Mr. Shakespeare might have said: To discount or not to discount. That is the question.
Given that binary choice, I’m a huge fan of discounting because it’s an easy way to implement price segmentation. Not everyone has the same willingness to pay, and price segmentation attempts to charge higher prices to people who are willing to pay more while still winning those with a lower willingness to pay.
HOWEVER, discounting is almost always overused. The problem arises when giving discount authority to salespeople. A good salesperson uses all available persuasive techniques to close a deal. Discounting is an easy lever to pull, and every buyer wants a lower price, so discounts are too readily given. There is no doubt that most discounting policies leads to lower selling prices and lost profits.
Pricing professionals who argue against discounts suggest implementing price segmentation in other ways.
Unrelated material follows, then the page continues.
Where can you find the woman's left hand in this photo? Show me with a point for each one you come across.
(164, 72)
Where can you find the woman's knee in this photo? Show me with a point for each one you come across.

For example, there may be separate price lists for Asia, Europe, and North America. Or there may be a price list for the medical industry different from the one for consumer goods. These techniques are effective, but they still miss many differences in willingness to pay.
The best answer is a balancing act. Create a discounting policy, but temper the use of it with a sales compensation plan that incentivizes winning at higher prices. Thus, the powerful discounting lever is available but will be used less often. It’s not easy to find the balance, but it’s worth it.
How does your company implement discounting?